I should also say I don’t work at a religious institution which could have values that are against those that contemporary steamy romance portrays. But if I get Lucy Score-d – even though I don’t write at work – (listen to her interview on the Self-Publishing Formula podcast) becoming a big time author because of it is a pretty decent trade-off.
None of my target audience is here, but all of them are potentially married to or dating my target audience.
Pretty self-explanatory. In a room full of career guys with wives and kids, someone may need to get his wife a birthday present or Christmas or something.
I have a life outside of work.
I don’t drink at work functions, I don’t talk about my husband or kids (because I don’t have either), and I don’t talk sports religion or politics at work. Many times this renders blank stares, prodding and asking why, and side eyes that you can feel burning your face off. Especially when, as an admin, I’m not tied to an industry, which makes me slack-jawed when co-workers talk industry talk. This is a fun fact that I could reveal that would invite discussion
I am accomplished outside of my job title.
My current job title is Administrative Assistant. And while being in various administrative support roles for over 20 years is an extreme accomplishment, (and not an easy job–for any of the roles I’ve had) I have been wanting to show that I can do more than book your travel or order lunch for your meeting for years. Because I can. I have 2 degrees and a marketing certification.

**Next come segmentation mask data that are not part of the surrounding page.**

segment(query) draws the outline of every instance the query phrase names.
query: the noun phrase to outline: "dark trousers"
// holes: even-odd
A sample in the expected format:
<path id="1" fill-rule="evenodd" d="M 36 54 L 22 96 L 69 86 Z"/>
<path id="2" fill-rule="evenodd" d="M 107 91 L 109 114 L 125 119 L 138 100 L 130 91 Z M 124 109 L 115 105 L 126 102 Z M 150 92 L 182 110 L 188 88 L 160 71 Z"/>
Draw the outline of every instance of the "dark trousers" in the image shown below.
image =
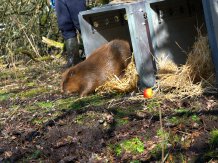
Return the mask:
<path id="1" fill-rule="evenodd" d="M 78 14 L 86 10 L 85 0 L 56 0 L 55 9 L 58 26 L 65 40 L 76 36 L 80 32 Z"/>

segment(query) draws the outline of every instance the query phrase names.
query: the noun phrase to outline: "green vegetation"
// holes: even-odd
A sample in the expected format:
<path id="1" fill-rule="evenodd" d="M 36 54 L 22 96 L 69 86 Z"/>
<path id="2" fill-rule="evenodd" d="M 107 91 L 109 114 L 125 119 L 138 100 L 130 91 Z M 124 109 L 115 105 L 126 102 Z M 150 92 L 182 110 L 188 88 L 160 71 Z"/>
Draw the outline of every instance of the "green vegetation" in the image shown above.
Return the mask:
<path id="1" fill-rule="evenodd" d="M 31 159 L 38 159 L 42 152 L 40 150 L 35 150 L 32 155 L 30 156 Z"/>
<path id="2" fill-rule="evenodd" d="M 151 150 L 151 155 L 153 157 L 160 157 L 162 148 L 164 148 L 164 150 L 166 150 L 166 146 L 169 143 L 169 138 L 170 138 L 170 134 L 162 129 L 159 129 L 157 131 L 157 136 L 159 137 L 161 142 L 158 143 L 155 146 L 155 148 Z"/>
<path id="3" fill-rule="evenodd" d="M 105 99 L 100 95 L 91 95 L 84 98 L 80 98 L 75 100 L 71 104 L 72 109 L 80 109 L 82 107 L 93 105 L 93 106 L 100 106 L 105 103 Z"/>
<path id="4" fill-rule="evenodd" d="M 43 109 L 46 109 L 46 108 L 49 109 L 53 107 L 53 102 L 42 101 L 42 102 L 37 102 L 36 105 L 38 105 L 40 108 L 43 108 Z"/>
<path id="5" fill-rule="evenodd" d="M 190 110 L 188 110 L 187 108 L 178 108 L 175 110 L 176 113 L 189 113 Z"/>
<path id="6" fill-rule="evenodd" d="M 130 163 L 140 163 L 141 161 L 139 161 L 139 160 L 132 160 L 132 161 L 130 161 Z"/>
<path id="7" fill-rule="evenodd" d="M 179 120 L 178 117 L 172 117 L 172 118 L 168 119 L 168 122 L 170 122 L 170 123 L 172 123 L 174 125 L 177 125 L 177 124 L 180 123 L 180 120 Z"/>
<path id="8" fill-rule="evenodd" d="M 217 147 L 218 146 L 218 129 L 212 130 L 210 132 L 210 145 L 212 147 Z"/>
<path id="9" fill-rule="evenodd" d="M 164 145 L 164 147 L 166 147 L 166 145 L 169 143 L 170 134 L 163 129 L 159 129 L 157 131 L 157 136 L 161 139 L 161 143 Z"/>
<path id="10" fill-rule="evenodd" d="M 45 92 L 49 92 L 49 89 L 46 89 L 44 87 L 41 87 L 41 88 L 39 87 L 39 88 L 30 89 L 24 92 L 20 92 L 16 96 L 20 97 L 21 99 L 25 99 L 25 98 L 34 97 L 38 94 L 45 93 Z"/>
<path id="11" fill-rule="evenodd" d="M 54 106 L 59 108 L 59 110 L 68 110 L 71 108 L 71 105 L 73 103 L 73 101 L 75 101 L 77 99 L 77 97 L 69 97 L 66 99 L 59 99 L 57 101 L 54 102 Z"/>
<path id="12" fill-rule="evenodd" d="M 173 116 L 166 120 L 169 123 L 172 123 L 173 125 L 178 124 L 191 124 L 193 122 L 200 123 L 200 118 L 196 114 L 192 116 L 188 116 L 187 114 L 183 116 Z"/>
<path id="13" fill-rule="evenodd" d="M 128 119 L 120 118 L 119 116 L 115 116 L 115 121 L 117 126 L 122 126 L 129 122 Z"/>
<path id="14" fill-rule="evenodd" d="M 121 155 L 122 152 L 140 154 L 144 152 L 144 143 L 137 137 L 132 138 L 115 145 L 114 151 L 117 156 Z"/>
<path id="15" fill-rule="evenodd" d="M 115 114 L 120 118 L 124 118 L 135 112 L 135 108 L 116 108 Z"/>
<path id="16" fill-rule="evenodd" d="M 26 84 L 28 87 L 33 87 L 33 86 L 36 86 L 36 83 L 34 82 L 29 82 Z"/>
<path id="17" fill-rule="evenodd" d="M 13 95 L 13 93 L 0 92 L 0 101 L 8 100 Z"/>
<path id="18" fill-rule="evenodd" d="M 149 99 L 146 103 L 146 108 L 149 113 L 153 115 L 159 115 L 160 101 L 157 99 Z"/>
<path id="19" fill-rule="evenodd" d="M 96 120 L 100 120 L 102 118 L 103 118 L 102 114 L 89 111 L 84 114 L 80 114 L 76 116 L 74 122 L 81 125 L 93 126 L 93 123 L 96 123 Z"/>
<path id="20" fill-rule="evenodd" d="M 10 69 L 0 72 L 0 79 L 18 79 L 25 77 L 25 73 L 23 71 L 18 71 L 14 69 L 11 71 Z"/>
<path id="21" fill-rule="evenodd" d="M 200 118 L 197 115 L 192 115 L 191 116 L 192 121 L 194 122 L 200 122 Z"/>

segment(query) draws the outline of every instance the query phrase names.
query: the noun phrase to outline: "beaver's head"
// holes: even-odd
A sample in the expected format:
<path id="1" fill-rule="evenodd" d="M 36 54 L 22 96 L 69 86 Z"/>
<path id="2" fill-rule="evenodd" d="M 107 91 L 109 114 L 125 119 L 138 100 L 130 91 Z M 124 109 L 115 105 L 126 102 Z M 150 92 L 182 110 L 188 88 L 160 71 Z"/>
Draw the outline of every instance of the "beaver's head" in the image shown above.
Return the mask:
<path id="1" fill-rule="evenodd" d="M 62 93 L 71 94 L 79 91 L 80 80 L 77 71 L 72 67 L 62 74 Z"/>

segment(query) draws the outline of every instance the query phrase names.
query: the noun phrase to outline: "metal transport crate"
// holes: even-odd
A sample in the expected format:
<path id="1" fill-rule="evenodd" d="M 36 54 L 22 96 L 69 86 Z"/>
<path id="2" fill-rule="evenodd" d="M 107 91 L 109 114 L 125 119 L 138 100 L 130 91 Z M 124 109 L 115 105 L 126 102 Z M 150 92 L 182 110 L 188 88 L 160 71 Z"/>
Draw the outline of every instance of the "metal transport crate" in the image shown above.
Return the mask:
<path id="1" fill-rule="evenodd" d="M 218 0 L 146 0 L 79 14 L 86 56 L 113 39 L 129 41 L 141 88 L 155 84 L 155 58 L 186 62 L 197 27 L 208 34 L 218 83 Z M 217 84 L 218 85 L 218 84 Z"/>

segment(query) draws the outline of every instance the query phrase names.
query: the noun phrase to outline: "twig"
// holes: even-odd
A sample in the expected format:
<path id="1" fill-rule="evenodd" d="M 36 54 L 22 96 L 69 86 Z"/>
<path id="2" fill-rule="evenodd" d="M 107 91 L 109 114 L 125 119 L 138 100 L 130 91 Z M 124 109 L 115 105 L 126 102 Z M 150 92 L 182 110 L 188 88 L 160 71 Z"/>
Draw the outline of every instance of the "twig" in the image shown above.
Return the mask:
<path id="1" fill-rule="evenodd" d="M 162 163 L 164 163 L 167 159 L 167 157 L 169 156 L 169 152 L 166 154 L 166 156 L 164 157 L 164 159 L 162 160 Z"/>
<path id="2" fill-rule="evenodd" d="M 162 121 L 162 109 L 160 108 L 159 109 L 159 117 L 160 117 L 160 129 L 161 129 L 161 132 L 163 132 L 163 121 Z M 164 139 L 165 139 L 165 136 L 162 135 L 162 143 L 161 143 L 161 160 L 162 162 L 164 161 Z"/>

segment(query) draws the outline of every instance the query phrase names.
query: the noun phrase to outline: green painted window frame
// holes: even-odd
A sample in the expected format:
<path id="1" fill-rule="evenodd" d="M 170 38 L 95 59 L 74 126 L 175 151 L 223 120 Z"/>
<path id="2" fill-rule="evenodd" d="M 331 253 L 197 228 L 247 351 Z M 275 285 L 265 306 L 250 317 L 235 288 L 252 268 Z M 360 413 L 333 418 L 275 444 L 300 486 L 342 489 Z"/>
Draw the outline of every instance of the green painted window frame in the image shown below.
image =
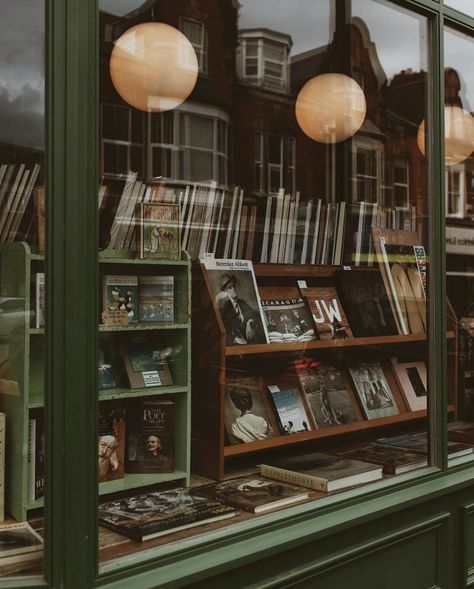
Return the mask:
<path id="1" fill-rule="evenodd" d="M 9 0 L 14 1 L 14 0 Z M 314 0 L 317 4 L 317 0 Z M 473 467 L 446 470 L 446 312 L 444 262 L 443 27 L 474 35 L 474 18 L 437 0 L 392 0 L 431 22 L 433 133 L 430 185 L 430 423 L 437 432 L 435 467 L 403 482 L 374 486 L 342 502 L 305 504 L 166 547 L 157 558 L 97 577 L 96 371 L 98 6 L 97 0 L 47 0 L 47 494 L 46 581 L 0 580 L 0 587 L 110 589 L 185 586 L 235 566 L 278 554 L 312 538 L 347 530 L 472 484 Z M 74 309 L 74 313 L 71 312 Z M 437 319 L 438 318 L 438 319 Z M 95 345 L 92 345 L 94 342 Z M 269 571 L 270 574 L 270 571 Z"/>

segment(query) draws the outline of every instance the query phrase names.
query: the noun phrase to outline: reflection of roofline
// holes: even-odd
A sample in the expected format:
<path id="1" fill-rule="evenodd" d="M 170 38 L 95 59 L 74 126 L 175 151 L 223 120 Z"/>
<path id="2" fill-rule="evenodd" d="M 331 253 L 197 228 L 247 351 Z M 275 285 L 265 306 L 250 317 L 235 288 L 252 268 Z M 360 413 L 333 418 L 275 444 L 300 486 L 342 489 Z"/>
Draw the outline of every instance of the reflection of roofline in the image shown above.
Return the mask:
<path id="1" fill-rule="evenodd" d="M 280 33 L 280 31 L 274 31 L 273 29 L 267 29 L 266 27 L 259 27 L 254 29 L 239 29 L 239 37 L 264 37 L 270 41 L 276 41 L 277 43 L 286 43 L 288 47 L 293 47 L 293 39 L 288 33 Z"/>
<path id="2" fill-rule="evenodd" d="M 326 53 L 328 50 L 329 45 L 321 45 L 321 47 L 316 47 L 315 49 L 308 49 L 307 51 L 303 51 L 302 53 L 297 53 L 296 55 L 291 56 L 291 63 L 295 63 L 298 61 L 302 61 L 303 59 L 307 59 L 308 57 L 314 57 L 321 53 Z"/>

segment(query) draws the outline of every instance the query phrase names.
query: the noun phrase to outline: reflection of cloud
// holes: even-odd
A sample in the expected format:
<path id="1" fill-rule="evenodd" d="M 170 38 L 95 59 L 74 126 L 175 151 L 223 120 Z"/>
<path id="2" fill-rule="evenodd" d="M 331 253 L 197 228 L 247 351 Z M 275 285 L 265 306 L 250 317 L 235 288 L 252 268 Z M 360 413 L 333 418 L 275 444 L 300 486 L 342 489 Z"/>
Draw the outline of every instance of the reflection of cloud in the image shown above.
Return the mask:
<path id="1" fill-rule="evenodd" d="M 44 147 L 43 94 L 24 84 L 15 98 L 0 87 L 0 142 Z"/>

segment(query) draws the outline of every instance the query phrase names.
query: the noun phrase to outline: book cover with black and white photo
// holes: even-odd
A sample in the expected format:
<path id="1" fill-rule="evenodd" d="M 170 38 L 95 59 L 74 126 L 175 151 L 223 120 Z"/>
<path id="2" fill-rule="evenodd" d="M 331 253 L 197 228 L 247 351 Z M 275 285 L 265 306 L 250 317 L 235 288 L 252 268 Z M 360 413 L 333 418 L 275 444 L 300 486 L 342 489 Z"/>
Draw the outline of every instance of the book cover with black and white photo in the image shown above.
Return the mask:
<path id="1" fill-rule="evenodd" d="M 174 471 L 176 406 L 172 401 L 135 399 L 127 410 L 126 472 Z"/>
<path id="2" fill-rule="evenodd" d="M 282 435 L 293 435 L 313 429 L 299 388 L 281 390 L 278 385 L 269 385 L 268 390 Z"/>
<path id="3" fill-rule="evenodd" d="M 104 275 L 102 301 L 104 313 L 111 317 L 122 313 L 126 315 L 128 323 L 138 323 L 138 278 Z"/>
<path id="4" fill-rule="evenodd" d="M 249 260 L 202 260 L 228 346 L 268 343 L 267 328 Z"/>
<path id="5" fill-rule="evenodd" d="M 173 384 L 168 366 L 168 350 L 157 344 L 148 334 L 127 334 L 121 342 L 120 352 L 131 389 L 163 387 Z"/>
<path id="6" fill-rule="evenodd" d="M 392 369 L 410 411 L 423 411 L 427 408 L 428 375 L 426 364 L 418 362 L 398 362 L 392 360 Z"/>
<path id="7" fill-rule="evenodd" d="M 367 419 L 400 413 L 380 362 L 354 362 L 348 368 Z"/>
<path id="8" fill-rule="evenodd" d="M 338 456 L 362 460 L 383 467 L 384 474 L 403 474 L 428 464 L 426 457 L 402 448 L 380 446 L 377 444 L 359 444 L 337 452 Z"/>
<path id="9" fill-rule="evenodd" d="M 35 298 L 36 298 L 36 313 L 35 313 L 35 327 L 44 327 L 45 319 L 45 274 L 44 272 L 36 272 L 35 274 Z"/>
<path id="10" fill-rule="evenodd" d="M 45 469 L 45 432 L 44 432 L 44 412 L 42 409 L 31 412 L 31 418 L 35 420 L 35 444 L 34 444 L 34 461 L 35 461 L 35 499 L 44 496 L 46 485 Z"/>
<path id="11" fill-rule="evenodd" d="M 99 483 L 122 479 L 125 465 L 125 406 L 116 402 L 99 404 Z"/>
<path id="12" fill-rule="evenodd" d="M 296 364 L 295 371 L 318 429 L 357 421 L 341 370 L 309 360 Z"/>
<path id="13" fill-rule="evenodd" d="M 321 339 L 345 339 L 352 331 L 334 286 L 300 288 Z"/>
<path id="14" fill-rule="evenodd" d="M 41 557 L 43 538 L 28 522 L 0 526 L 0 566 L 29 560 L 33 554 Z"/>
<path id="15" fill-rule="evenodd" d="M 139 317 L 142 323 L 173 323 L 174 277 L 138 277 Z"/>
<path id="16" fill-rule="evenodd" d="M 319 339 L 308 304 L 297 287 L 258 289 L 271 344 Z"/>

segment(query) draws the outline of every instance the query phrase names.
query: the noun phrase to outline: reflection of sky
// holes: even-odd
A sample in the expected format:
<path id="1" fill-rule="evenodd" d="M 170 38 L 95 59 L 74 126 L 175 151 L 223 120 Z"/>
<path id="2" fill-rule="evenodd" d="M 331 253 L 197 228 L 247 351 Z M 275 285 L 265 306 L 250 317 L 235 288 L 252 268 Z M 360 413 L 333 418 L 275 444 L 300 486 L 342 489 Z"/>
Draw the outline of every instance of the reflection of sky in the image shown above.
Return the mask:
<path id="1" fill-rule="evenodd" d="M 446 29 L 444 35 L 444 63 L 454 68 L 461 77 L 461 97 L 463 107 L 474 110 L 474 70 L 472 56 L 474 40 L 453 29 Z"/>
<path id="2" fill-rule="evenodd" d="M 444 3 L 451 8 L 469 14 L 469 16 L 474 16 L 474 2 L 472 0 L 444 0 Z"/>
<path id="3" fill-rule="evenodd" d="M 2 3 L 0 19 L 0 142 L 44 142 L 44 3 Z"/>
<path id="4" fill-rule="evenodd" d="M 124 16 L 141 6 L 146 8 L 151 2 L 152 0 L 99 0 L 99 10 L 116 16 Z"/>

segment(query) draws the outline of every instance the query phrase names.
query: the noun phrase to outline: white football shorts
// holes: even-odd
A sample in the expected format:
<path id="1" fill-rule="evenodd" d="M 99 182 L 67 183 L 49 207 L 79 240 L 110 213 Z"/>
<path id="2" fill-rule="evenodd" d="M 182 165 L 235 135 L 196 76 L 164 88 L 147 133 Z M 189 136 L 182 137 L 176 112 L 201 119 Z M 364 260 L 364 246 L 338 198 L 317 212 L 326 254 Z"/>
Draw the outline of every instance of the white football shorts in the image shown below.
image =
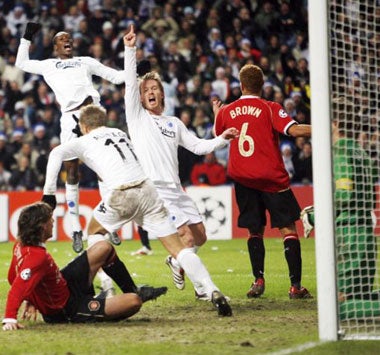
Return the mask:
<path id="1" fill-rule="evenodd" d="M 177 232 L 163 201 L 150 180 L 140 185 L 113 190 L 93 212 L 94 218 L 109 232 L 135 221 L 152 237 L 166 237 Z"/>
<path id="2" fill-rule="evenodd" d="M 203 222 L 195 202 L 183 190 L 182 186 L 175 188 L 155 185 L 158 195 L 164 201 L 169 211 L 170 219 L 179 228 L 184 224 Z"/>

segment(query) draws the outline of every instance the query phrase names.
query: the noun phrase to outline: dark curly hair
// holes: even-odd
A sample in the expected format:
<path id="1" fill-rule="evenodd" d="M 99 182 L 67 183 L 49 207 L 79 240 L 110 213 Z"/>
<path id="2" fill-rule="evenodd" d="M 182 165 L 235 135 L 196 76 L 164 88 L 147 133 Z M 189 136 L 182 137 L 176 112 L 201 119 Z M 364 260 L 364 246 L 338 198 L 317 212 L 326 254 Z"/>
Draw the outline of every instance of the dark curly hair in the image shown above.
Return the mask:
<path id="1" fill-rule="evenodd" d="M 52 208 L 45 202 L 26 206 L 18 219 L 18 239 L 23 245 L 39 245 L 43 226 L 53 215 Z"/>

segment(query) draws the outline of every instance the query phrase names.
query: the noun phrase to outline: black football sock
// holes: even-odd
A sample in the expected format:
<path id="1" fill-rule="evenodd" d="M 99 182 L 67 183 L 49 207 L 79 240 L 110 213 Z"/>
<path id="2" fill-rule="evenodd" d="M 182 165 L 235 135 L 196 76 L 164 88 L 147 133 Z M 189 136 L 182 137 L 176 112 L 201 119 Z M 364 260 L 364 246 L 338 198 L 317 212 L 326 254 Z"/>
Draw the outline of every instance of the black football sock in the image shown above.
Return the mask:
<path id="1" fill-rule="evenodd" d="M 289 268 L 289 278 L 292 286 L 301 287 L 302 258 L 301 244 L 297 236 L 287 235 L 284 238 L 285 258 Z"/>
<path id="2" fill-rule="evenodd" d="M 248 252 L 253 276 L 257 280 L 264 277 L 265 246 L 261 235 L 252 234 L 248 241 Z"/>
<path id="3" fill-rule="evenodd" d="M 124 293 L 135 293 L 137 291 L 137 286 L 133 282 L 132 276 L 116 254 L 112 257 L 111 262 L 102 268 Z"/>
<path id="4" fill-rule="evenodd" d="M 148 232 L 146 230 L 142 229 L 141 227 L 138 227 L 138 229 L 139 229 L 139 236 L 140 236 L 141 244 L 144 247 L 147 247 L 149 250 L 152 250 L 152 248 L 150 247 Z"/>

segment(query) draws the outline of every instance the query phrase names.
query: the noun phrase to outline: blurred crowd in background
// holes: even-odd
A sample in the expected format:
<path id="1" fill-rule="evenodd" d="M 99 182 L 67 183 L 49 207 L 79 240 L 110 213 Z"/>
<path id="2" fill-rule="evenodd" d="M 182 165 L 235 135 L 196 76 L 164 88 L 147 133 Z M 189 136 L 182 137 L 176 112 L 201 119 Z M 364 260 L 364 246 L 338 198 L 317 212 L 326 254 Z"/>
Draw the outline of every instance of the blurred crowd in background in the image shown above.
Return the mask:
<path id="1" fill-rule="evenodd" d="M 75 56 L 120 70 L 122 37 L 133 24 L 138 62 L 149 60 L 163 79 L 165 113 L 179 117 L 200 138 L 212 137 L 212 100 L 229 103 L 241 95 L 239 70 L 246 63 L 262 68 L 264 98 L 282 104 L 299 123 L 310 123 L 306 0 L 6 0 L 0 5 L 0 190 L 41 189 L 49 152 L 60 143 L 54 94 L 42 77 L 14 65 L 28 21 L 42 25 L 31 59 L 54 57 L 52 38 L 67 31 Z M 127 130 L 123 85 L 93 80 L 108 126 Z M 292 183 L 311 184 L 311 142 L 281 136 L 280 150 Z M 229 182 L 220 177 L 228 149 L 207 157 L 184 149 L 178 154 L 184 186 Z M 83 164 L 80 174 L 81 188 L 97 187 L 95 174 Z M 59 184 L 64 181 L 62 171 Z"/>

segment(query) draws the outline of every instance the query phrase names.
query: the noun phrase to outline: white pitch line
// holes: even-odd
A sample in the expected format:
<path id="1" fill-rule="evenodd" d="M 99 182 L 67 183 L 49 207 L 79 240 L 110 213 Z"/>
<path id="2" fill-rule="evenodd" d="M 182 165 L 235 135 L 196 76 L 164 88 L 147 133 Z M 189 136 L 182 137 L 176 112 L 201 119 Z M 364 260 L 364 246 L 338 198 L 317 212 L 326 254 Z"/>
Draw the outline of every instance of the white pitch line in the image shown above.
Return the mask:
<path id="1" fill-rule="evenodd" d="M 298 353 L 298 352 L 302 352 L 302 351 L 314 348 L 314 347 L 316 347 L 318 345 L 321 345 L 322 343 L 324 343 L 324 342 L 321 342 L 321 341 L 309 342 L 309 343 L 305 343 L 305 344 L 302 344 L 302 345 L 295 346 L 293 348 L 276 351 L 274 353 L 270 353 L 270 355 L 288 355 L 288 354 L 294 354 L 294 353 Z"/>

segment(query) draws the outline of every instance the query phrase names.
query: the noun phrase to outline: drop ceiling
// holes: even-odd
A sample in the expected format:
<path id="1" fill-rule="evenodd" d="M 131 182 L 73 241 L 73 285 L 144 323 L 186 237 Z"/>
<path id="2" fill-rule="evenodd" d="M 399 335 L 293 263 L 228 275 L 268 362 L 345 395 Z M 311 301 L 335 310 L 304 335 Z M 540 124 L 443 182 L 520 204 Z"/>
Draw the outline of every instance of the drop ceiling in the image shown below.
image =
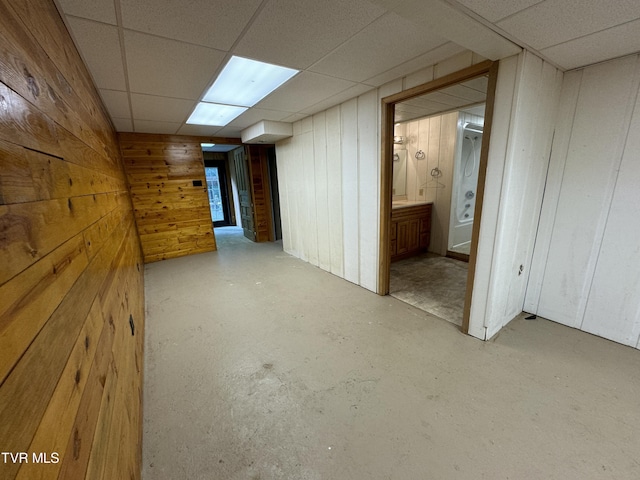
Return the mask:
<path id="1" fill-rule="evenodd" d="M 118 131 L 239 137 L 471 50 L 563 70 L 640 51 L 638 0 L 56 0 Z M 186 119 L 232 55 L 301 72 L 225 127 Z"/>

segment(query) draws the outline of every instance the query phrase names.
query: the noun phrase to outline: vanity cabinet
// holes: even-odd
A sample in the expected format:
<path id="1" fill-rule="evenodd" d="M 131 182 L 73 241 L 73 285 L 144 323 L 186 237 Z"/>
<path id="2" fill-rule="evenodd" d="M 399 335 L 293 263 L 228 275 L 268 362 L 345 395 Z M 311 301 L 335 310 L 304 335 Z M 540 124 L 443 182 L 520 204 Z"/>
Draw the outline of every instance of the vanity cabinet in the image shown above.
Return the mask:
<path id="1" fill-rule="evenodd" d="M 427 251 L 431 236 L 430 203 L 391 210 L 391 261 Z"/>

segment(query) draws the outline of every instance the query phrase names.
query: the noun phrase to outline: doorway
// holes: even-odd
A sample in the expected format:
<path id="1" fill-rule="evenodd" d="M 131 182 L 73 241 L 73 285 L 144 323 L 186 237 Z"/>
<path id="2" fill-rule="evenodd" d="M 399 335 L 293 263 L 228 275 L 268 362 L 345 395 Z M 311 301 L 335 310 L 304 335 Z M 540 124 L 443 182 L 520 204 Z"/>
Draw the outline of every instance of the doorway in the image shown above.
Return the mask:
<path id="1" fill-rule="evenodd" d="M 228 175 L 224 160 L 204 161 L 204 173 L 207 181 L 209 209 L 214 227 L 232 225 L 231 202 L 229 199 Z"/>
<path id="2" fill-rule="evenodd" d="M 390 293 L 392 270 L 394 275 L 402 270 L 398 268 L 403 266 L 400 261 L 410 265 L 419 260 L 420 265 L 406 274 L 421 282 L 416 291 L 440 295 L 445 304 L 455 298 L 457 318 L 445 319 L 460 325 L 465 333 L 469 328 L 496 77 L 497 63 L 486 61 L 382 99 L 379 292 Z M 474 117 L 480 109 L 485 110 L 485 104 L 484 115 Z M 478 131 L 482 127 L 482 132 L 469 133 L 473 126 Z M 465 135 L 469 137 L 467 145 Z M 456 163 L 462 163 L 457 170 Z M 456 174 L 466 181 L 464 185 L 456 185 Z M 472 186 L 473 181 L 476 185 Z M 456 195 L 464 196 L 460 202 L 452 195 L 454 188 Z M 456 239 L 454 250 L 450 250 L 454 218 L 461 220 L 458 223 L 466 230 L 459 229 L 455 235 L 465 233 L 469 238 Z M 415 227 L 409 228 L 412 225 Z M 413 240 L 408 238 L 413 236 Z M 413 250 L 399 250 L 401 241 Z M 456 249 L 462 252 L 456 255 Z M 460 262 L 460 257 L 468 263 Z M 428 278 L 420 281 L 421 275 Z M 444 279 L 450 275 L 455 277 L 453 291 L 442 290 Z M 446 317 L 451 312 L 442 308 L 430 313 Z"/>

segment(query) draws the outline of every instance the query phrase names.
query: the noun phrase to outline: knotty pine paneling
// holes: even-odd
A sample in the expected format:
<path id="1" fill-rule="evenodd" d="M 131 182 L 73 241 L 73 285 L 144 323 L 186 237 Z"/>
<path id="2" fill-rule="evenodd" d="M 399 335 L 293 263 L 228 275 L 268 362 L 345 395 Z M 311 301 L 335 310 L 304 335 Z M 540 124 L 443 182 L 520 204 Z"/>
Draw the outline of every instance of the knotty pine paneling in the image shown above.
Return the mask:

We tend to silo and stereotype people based on job titles. You don’t have to have a degree to be an admin assistant, so many people think you aren’t smart. It’s not a technical position, so people think you’re unskilled, or anyone can do what you do. And while this isn’t true of me–or many of my counterparts–having even more accomplishments outside of my title show me in a different light. And hopefully give me more respect.
But mainly? I did it because writing a novel and publishing it is a big deal. And I did that. And I’m dang proud of it.